Marchionne, utili e minacce

FIAT-CHRYSLER Buoni i risultati ma il nostro paese è un buco nero. Fiom e Italia nel mirino
«Su Pomigliano il confronto non si riapre», dice il capo del Lingotto alle tute blu Cgil

FIAT-CHRYSLER Buoni i risultati ma il nostro paese è un buco nero. Fiom e Italia nel mirino
«Su Pomigliano il confronto non si riapre», dice il capo del Lingotto alle tute blu Cgil

 Chrysler, Brasile, furgoncini, Ferrari e Alfa Romeo sono alla base della performance della Fiat. Il secondo trimestre del 2011 si è chiuso in positivo grazie al consolidamento del marchio americano, che ha consentitto a Marchionne di capitalizzare la quota e il venduto Chrysler. I buoni risultati in Brasile, dove la Fiat ha consolidato il primo posto nella hitparade tra i produttori di auto, è la seconda ragione del successo. Ciò detto, l’Italia e l’Europa restano i buchi neri: continua la perdita di quote nei mercati ed è ovvio che sia così, data la mancanza di modelli. Quelli nuovi sono concentrati oltre Atlantico dove Chrysler è tornata a correre aumentando quota, ricavi e utile operativo e riducendo il debito con i governi del Nordamerica.

Gli unici marchi in controtendenza in Europa e in Italia sono quelli del lusso (Ferrari, + 20% dei ricavi) e sportivi (Alfa Romeo, grazie alla Giulietta). Segnali di ripresa anche nel settore dei veicoli commerciali, e di conseguenza l’unico stabilimento italiano del Lingotto che lavora a pieno ritmo è quello abruzzese dove si producono furgoni per Fiat e Peugeot. Il saldo, però, resta negativo.
Un bilancio di questi dati contraddittori tra Chrysler e Fiat e tra Americhe e Europa non possono non destare preoccupazione in Italia dove si producono sempre meno auto, alla faccia degli accordi separati con i sindacati che aumentano ritmi, fatica e cancellano diritti individuali e collettivi. Difficile non leggere nei numeri un crescente disinteresse di Marchionne per gli stabilimenti e l’occupazione in Italia, dentro uno spostamento dell’asse strategico della Chrysler-Fiat da Torino a Detroit. Piazzaffari, che se ne intende, ha letto i dati a modo suo: il titolo ha perso più del 4%. Si attende la fusione tra i due marchi e la nomina del gruppo dirigente unico formato da 25 top-manager, previsto «nei prossimi giorni», come ha precisato ieri l’ad.
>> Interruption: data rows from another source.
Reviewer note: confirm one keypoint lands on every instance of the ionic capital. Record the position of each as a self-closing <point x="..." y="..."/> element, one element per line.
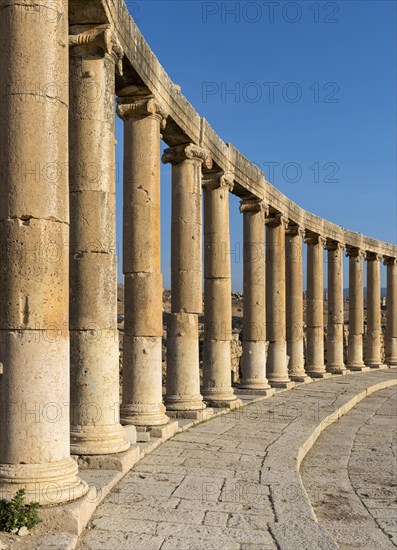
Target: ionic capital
<point x="354" y="252"/>
<point x="274" y="220"/>
<point x="314" y="239"/>
<point x="390" y="261"/>
<point x="102" y="37"/>
<point x="294" y="230"/>
<point x="333" y="246"/>
<point x="254" y="206"/>
<point x="138" y="107"/>
<point x="188" y="151"/>
<point x="373" y="256"/>
<point x="218" y="180"/>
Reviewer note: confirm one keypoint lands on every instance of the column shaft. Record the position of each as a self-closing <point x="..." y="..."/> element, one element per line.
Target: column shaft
<point x="277" y="362"/>
<point x="143" y="325"/>
<point x="254" y="320"/>
<point x="335" y="363"/>
<point x="391" y="322"/>
<point x="373" y="345"/>
<point x="356" y="310"/>
<point x="183" y="375"/>
<point x="294" y="299"/>
<point x="34" y="270"/>
<point x="315" y="307"/>
<point x="94" y="353"/>
<point x="216" y="386"/>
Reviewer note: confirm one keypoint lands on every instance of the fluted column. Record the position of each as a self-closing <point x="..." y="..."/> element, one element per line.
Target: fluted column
<point x="277" y="362"/>
<point x="254" y="320"/>
<point x="335" y="363"/>
<point x="143" y="325"/>
<point x="356" y="310"/>
<point x="373" y="357"/>
<point x="294" y="300"/>
<point x="217" y="387"/>
<point x="34" y="256"/>
<point x="183" y="377"/>
<point x="315" y="366"/>
<point x="391" y="322"/>
<point x="94" y="350"/>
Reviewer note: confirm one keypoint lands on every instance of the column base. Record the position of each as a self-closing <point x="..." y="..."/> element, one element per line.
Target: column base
<point x="202" y="414"/>
<point x="143" y="415"/>
<point x="338" y="370"/>
<point x="268" y="392"/>
<point x="254" y="384"/>
<point x="282" y="385"/>
<point x="359" y="367"/>
<point x="184" y="404"/>
<point x="222" y="401"/>
<point x="301" y="378"/>
<point x="47" y="484"/>
<point x="97" y="440"/>
<point x="319" y="374"/>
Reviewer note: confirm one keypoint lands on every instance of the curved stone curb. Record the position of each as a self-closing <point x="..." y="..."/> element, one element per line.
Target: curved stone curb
<point x="296" y="525"/>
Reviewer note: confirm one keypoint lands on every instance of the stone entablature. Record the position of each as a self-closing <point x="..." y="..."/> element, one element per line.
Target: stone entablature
<point x="188" y="126"/>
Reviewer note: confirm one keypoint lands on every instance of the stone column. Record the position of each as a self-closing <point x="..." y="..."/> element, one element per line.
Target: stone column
<point x="34" y="270"/>
<point x="183" y="376"/>
<point x="335" y="363"/>
<point x="373" y="350"/>
<point x="277" y="361"/>
<point x="294" y="299"/>
<point x="315" y="307"/>
<point x="254" y="320"/>
<point x="216" y="388"/>
<point x="391" y="323"/>
<point x="94" y="350"/>
<point x="143" y="324"/>
<point x="356" y="310"/>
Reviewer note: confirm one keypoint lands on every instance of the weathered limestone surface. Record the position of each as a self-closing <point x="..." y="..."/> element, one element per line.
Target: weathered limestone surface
<point x="185" y="125"/>
<point x="183" y="378"/>
<point x="142" y="379"/>
<point x="350" y="475"/>
<point x="356" y="310"/>
<point x="277" y="361"/>
<point x="94" y="354"/>
<point x="34" y="271"/>
<point x="315" y="307"/>
<point x="216" y="386"/>
<point x="294" y="301"/>
<point x="373" y="351"/>
<point x="232" y="482"/>
<point x="335" y="363"/>
<point x="254" y="321"/>
<point x="391" y="324"/>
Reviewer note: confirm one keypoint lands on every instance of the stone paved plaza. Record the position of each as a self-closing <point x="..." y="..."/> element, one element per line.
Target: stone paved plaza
<point x="232" y="482"/>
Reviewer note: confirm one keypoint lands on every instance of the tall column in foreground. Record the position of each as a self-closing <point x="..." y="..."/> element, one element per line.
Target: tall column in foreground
<point x="315" y="366"/>
<point x="356" y="310"/>
<point x="143" y="323"/>
<point x="183" y="377"/>
<point x="254" y="320"/>
<point x="294" y="298"/>
<point x="335" y="364"/>
<point x="373" y="351"/>
<point x="391" y="323"/>
<point x="34" y="262"/>
<point x="277" y="362"/>
<point x="94" y="357"/>
<point x="217" y="292"/>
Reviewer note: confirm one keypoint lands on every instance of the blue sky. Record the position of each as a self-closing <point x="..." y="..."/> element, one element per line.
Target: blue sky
<point x="307" y="90"/>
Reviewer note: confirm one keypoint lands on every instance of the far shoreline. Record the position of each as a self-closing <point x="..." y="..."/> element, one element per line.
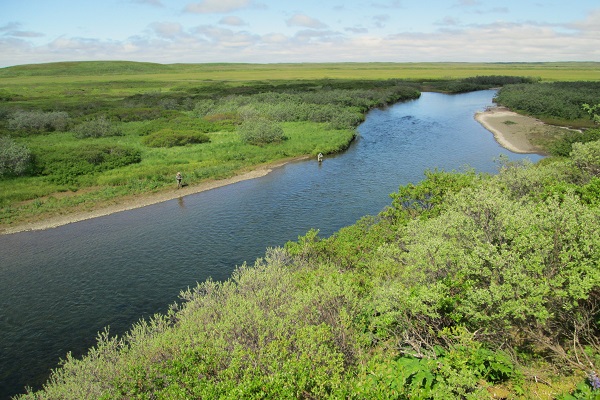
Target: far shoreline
<point x="510" y="129"/>
<point x="512" y="138"/>
<point x="144" y="200"/>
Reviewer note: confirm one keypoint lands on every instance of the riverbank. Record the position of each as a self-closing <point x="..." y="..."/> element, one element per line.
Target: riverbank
<point x="133" y="202"/>
<point x="511" y="130"/>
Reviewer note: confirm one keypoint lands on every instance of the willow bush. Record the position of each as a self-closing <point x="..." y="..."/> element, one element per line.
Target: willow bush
<point x="464" y="287"/>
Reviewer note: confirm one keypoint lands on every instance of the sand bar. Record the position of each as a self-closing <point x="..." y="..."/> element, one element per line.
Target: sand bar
<point x="512" y="135"/>
<point x="511" y="130"/>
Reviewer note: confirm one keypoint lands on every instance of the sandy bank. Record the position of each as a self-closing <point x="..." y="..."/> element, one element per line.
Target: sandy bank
<point x="141" y="200"/>
<point x="511" y="130"/>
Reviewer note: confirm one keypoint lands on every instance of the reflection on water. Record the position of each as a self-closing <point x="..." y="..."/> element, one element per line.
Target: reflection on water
<point x="59" y="287"/>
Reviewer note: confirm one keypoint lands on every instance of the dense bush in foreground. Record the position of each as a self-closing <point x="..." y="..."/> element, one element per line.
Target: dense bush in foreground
<point x="467" y="286"/>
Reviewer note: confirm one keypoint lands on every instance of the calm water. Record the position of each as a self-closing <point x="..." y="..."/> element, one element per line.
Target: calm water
<point x="59" y="287"/>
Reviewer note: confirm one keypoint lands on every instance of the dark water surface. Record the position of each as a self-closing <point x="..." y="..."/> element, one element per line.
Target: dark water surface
<point x="61" y="286"/>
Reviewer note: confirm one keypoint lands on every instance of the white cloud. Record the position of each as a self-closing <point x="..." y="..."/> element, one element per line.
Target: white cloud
<point x="217" y="6"/>
<point x="305" y="21"/>
<point x="232" y="21"/>
<point x="168" y="30"/>
<point x="156" y="3"/>
<point x="13" y="29"/>
<point x="590" y="24"/>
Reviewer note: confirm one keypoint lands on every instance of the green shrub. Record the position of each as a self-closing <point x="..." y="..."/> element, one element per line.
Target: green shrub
<point x="38" y="121"/>
<point x="97" y="127"/>
<point x="261" y="131"/>
<point x="586" y="157"/>
<point x="66" y="164"/>
<point x="172" y="138"/>
<point x="15" y="158"/>
<point x="562" y="147"/>
<point x="140" y="114"/>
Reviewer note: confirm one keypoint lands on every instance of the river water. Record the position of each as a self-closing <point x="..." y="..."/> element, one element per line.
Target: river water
<point x="59" y="287"/>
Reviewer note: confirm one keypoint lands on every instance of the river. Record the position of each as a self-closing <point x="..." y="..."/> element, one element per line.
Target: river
<point x="61" y="286"/>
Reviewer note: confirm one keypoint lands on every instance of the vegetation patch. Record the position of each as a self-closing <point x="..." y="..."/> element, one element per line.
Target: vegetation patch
<point x="171" y="138"/>
<point x="65" y="165"/>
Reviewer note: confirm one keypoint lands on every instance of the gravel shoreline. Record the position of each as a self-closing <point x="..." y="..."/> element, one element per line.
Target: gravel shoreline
<point x="141" y="201"/>
<point x="512" y="136"/>
<point x="510" y="129"/>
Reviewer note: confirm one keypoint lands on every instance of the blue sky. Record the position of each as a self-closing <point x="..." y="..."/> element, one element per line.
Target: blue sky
<point x="274" y="31"/>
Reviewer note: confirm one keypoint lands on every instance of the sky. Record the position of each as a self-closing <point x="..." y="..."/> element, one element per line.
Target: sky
<point x="290" y="31"/>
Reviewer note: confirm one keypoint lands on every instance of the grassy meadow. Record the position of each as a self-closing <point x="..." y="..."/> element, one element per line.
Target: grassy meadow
<point x="88" y="125"/>
<point x="467" y="286"/>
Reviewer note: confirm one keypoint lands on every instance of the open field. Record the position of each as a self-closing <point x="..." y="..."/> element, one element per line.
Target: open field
<point x="82" y="72"/>
<point x="321" y="105"/>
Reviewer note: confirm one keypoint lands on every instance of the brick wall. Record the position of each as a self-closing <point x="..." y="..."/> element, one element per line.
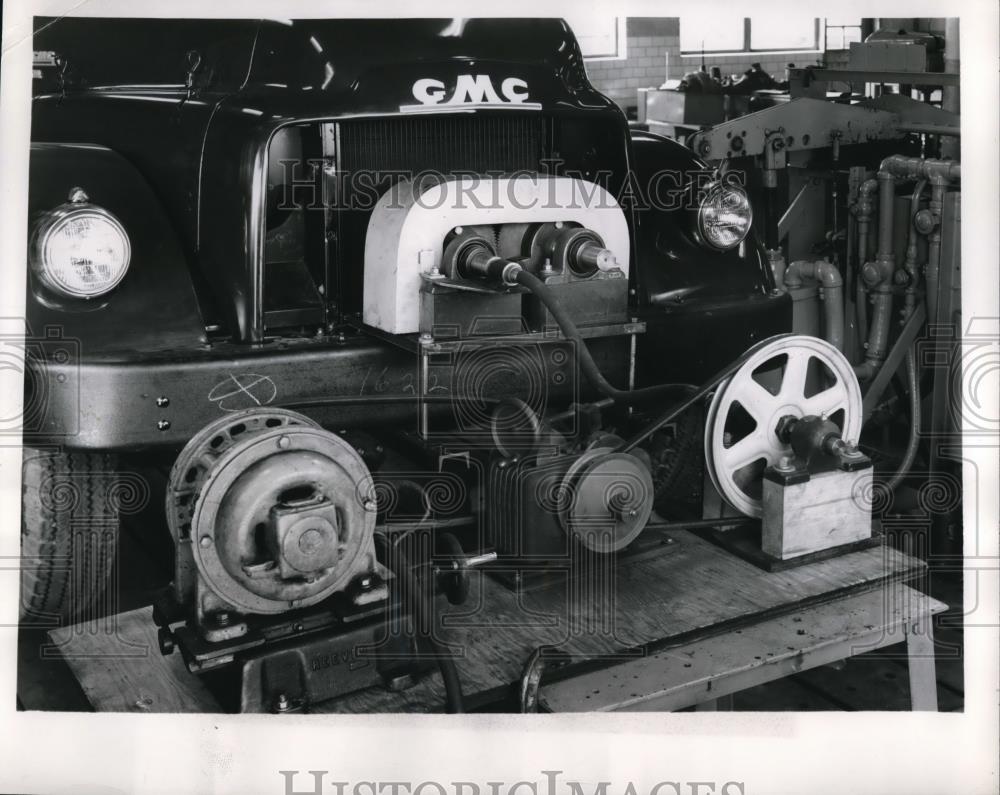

Infine, l’ulteriore scalata alla Chrysler fino al 58,5% «non c’è ragione per non farla» e si realizzerà entro l’anno.
Fiat Group automobiles ha realizzato ricavi pari a 7,6 miliardi di euro consegnando 568.400 tra vetture e veicoli commerciali leggeri nel trimestre con una crescita del 2,5%, ma bisogna sempre ricordare il buco nero italiano ed europeo, e per quanto riguarda la produzione nel nostro paese la quota è sempre più bassa: sia la Panda (per ora almeno, in attesa della resurrezione di Pomigliano d’Arco che continua a slittare nel tempo) che la Ypsilon vengono costruito nello stabilimento polacco di Thychi. La Chrysler negli Stati uniti ha recuperato quota (+1,2%) salendo al 10% del mercato e in Canada (+2%) al 14,9%.
L’aumento dell’utile netto della Fiat di 1.237 milioni di euro non deve ingannare: 1.058 milioni arrivano dalla quota in Chrysler. Senza questo apporto l’utile sarebbe di 156 milioni. I target per il 2011, alla luce dei risultati, sono rivisti al rialzo. Questi risultati si aggiungono a quelli positivi di due giorni fa sulla trimestrale della Fiat Industrial che raccoglie la parte non auto. A Industrial fa capo Irisbus che produce mezzi per il trasporto pubblico. Lo stabilimento di Avellino è a rischio chiusura.
Marchionne usa i dati della trimestrale per lanciare i suoi dardi avvelenati contro l’Italia e contro la Fiom: «Se il sistema Italia non aiuta trarremo le conseguenze» e «su Pomigliano non ci faremo minacciare», non si capisce se dalla Fiom o dalla giustizia che l’ha condannato per antisindacalità. Certo è che «non riapriamo il confronto sulla Newco», dunque nessuna riapertura di confronto. Baci e abbracci invece ai sindacati e ai lavoratori americani che hanno dato tutto, diritti, sciopero, salari, licenziamenti e pensioni per consentire il salvataggio di Chrysler. E una velata minaccia: «Non fermiamoci».